The last portion is running the actual code or software. Here, the computational task or program intended for execution is launched using specific commands and processes, which depends on the software used and overall computational workflow. For more detailed specification, refer to Slurm job submission. The following sections present practical examples for writing a Slurm batch script to specific use cases, and prerequisites to start with the tutorial.

Prerequisites

If you're new to using Unix/Linux commands and bash scripting, we suggest going through the software carpentry lesson, The Unix Shell. Also, we recommend reviewing the Cheaha Hardware Information to help guide you in choosing appropriate partition and resources.

Slurm Batch Job User Guide

This user guide provides comprehensive insight into different types of batch jobs, facilitating in identifying the most suitable job type for your specific tasks. With clear explanations and practical examples, you will gain a deeper understanding of sequential, parallel, array, multicore, GPU, and multi-node jobs, assisting to make informed decisions when submitting jobs on the Cheaha system.

  1. A Simple Slurm Batch Job is ideal for Cheaha users who are just starting with Slurm batch job submission. It uses a simple example to introduce new users to requesting resources with sbatch, printing the hostname, and monitoring batch job submission.

  2. Sequential Job is used when tasks run one at a time sequentially. Adding more CPUs does not make a sequential job run faster. If you need to run many such sequential jobs simultaneously, you can submit it as an single array job. For instance, a Python or R script that executes a series of steps—such as data loading, extraction, analysis, and output reporting—where each step must be completed before the next can begin.

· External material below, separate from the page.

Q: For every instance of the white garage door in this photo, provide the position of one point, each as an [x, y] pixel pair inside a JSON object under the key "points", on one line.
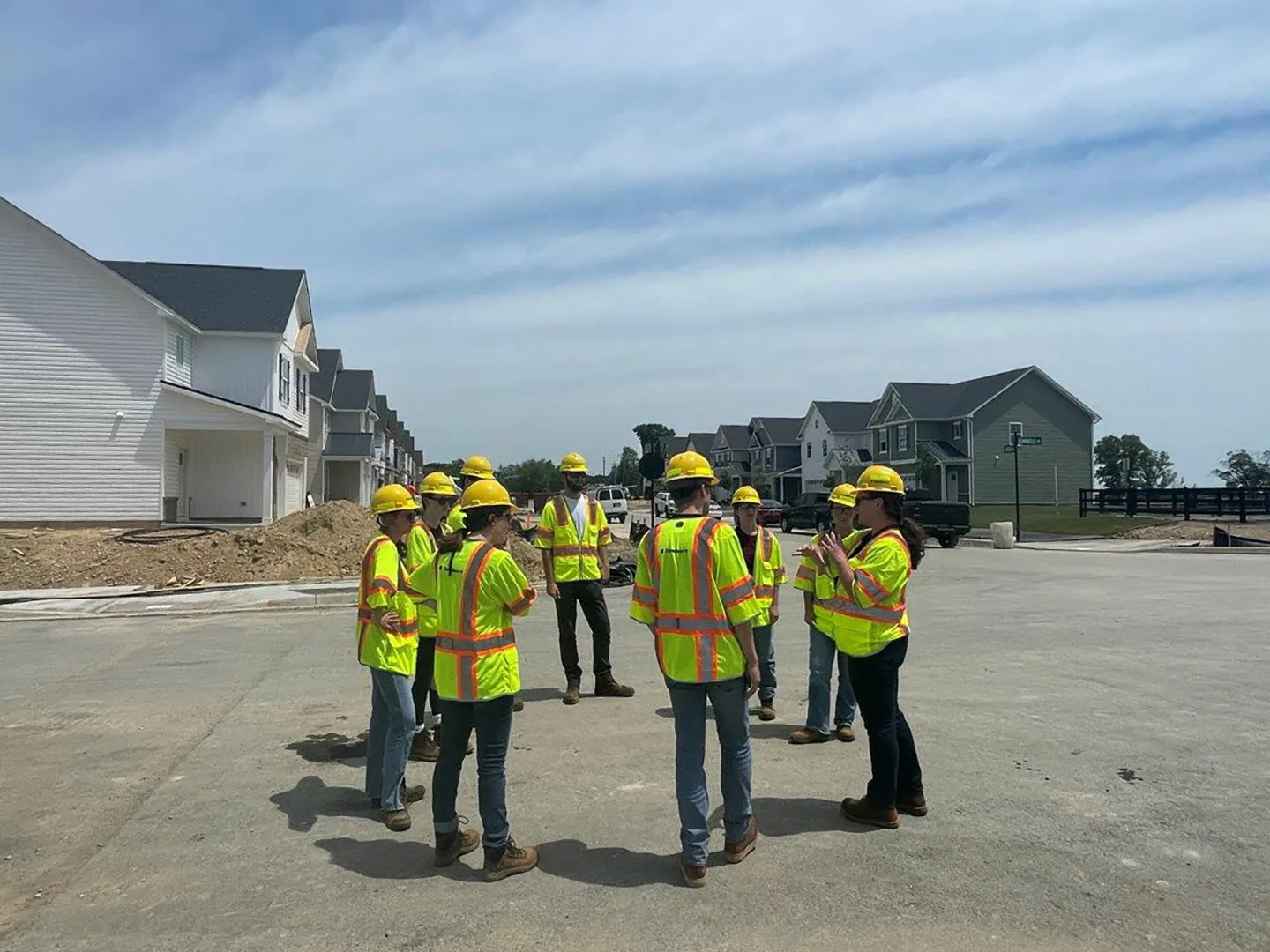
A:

  3. Parallel Jobs is suitable for executing multiple independent tasks/jobs simultaneously and efficiently distributing them across resources. This approach is particularly beneficial for small-scale tasks that cannot be split into parallel processes within the code itself. For example, consider a Python script that operates on different data set, in such a scenario, you can utilize srun to execute multiple instances of the script concurrently, each operating on a different dataset and on different resources.

  4. Array Job is used for submitting and running multiple large number of identical tasks in parallel. They share the same code and execute with similar resource requirements. Instead of submitting multiple sequential job, you can submit a single array job, which helps to manage and schedule a large number of similar tasks efficiently. This improves efficiency, resource utilization, scalability, and ease of debugging. For instance, array jobs can be designed for executing multiple instances of the same task with slight variations in inputs or parameters such as perform FastQC processing on 10 different samples.

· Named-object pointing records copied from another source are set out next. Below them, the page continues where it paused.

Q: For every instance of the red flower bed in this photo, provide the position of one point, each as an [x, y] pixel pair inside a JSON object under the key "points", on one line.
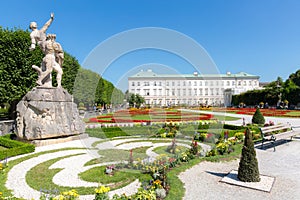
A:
{"points": [[124, 116]]}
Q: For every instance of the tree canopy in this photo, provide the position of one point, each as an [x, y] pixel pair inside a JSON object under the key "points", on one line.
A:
{"points": [[90, 88], [17, 76]]}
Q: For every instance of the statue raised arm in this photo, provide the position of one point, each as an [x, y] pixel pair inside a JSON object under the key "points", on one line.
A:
{"points": [[39, 36]]}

  5. Mutlithreaded or Multicore Job is used when software inherently support multithreaded parallelism i.e run independent tasks simultaneously on multicore processors. For instance, there are numerous software such as MATLAB, FEBio, Xplor-NIH support running multiple tasks at the same time on multicore processors. Users or programmers do not need to modify the code; you can simply enable multithreaded parallelism by configuring the appropriate options.

  6. GPU Job utilizes the parallel GPUs, which contain numerous cores designed to perform the same mathematical operations simultaneously. GPU job is appropriate for pipelines and software that are designed to run on GPU-based systems and efficiently distribute tasks across cores to process large datasets in parallel. Example includes Tensorflow, Parabricks, PyTorch, etc.

  7. Multinode Job is for pipeline/software that can be distributed and run across multiple nodes. For example, MPI based applications/tools such as Quantum Expresso, Amber, LAMMPS, etc.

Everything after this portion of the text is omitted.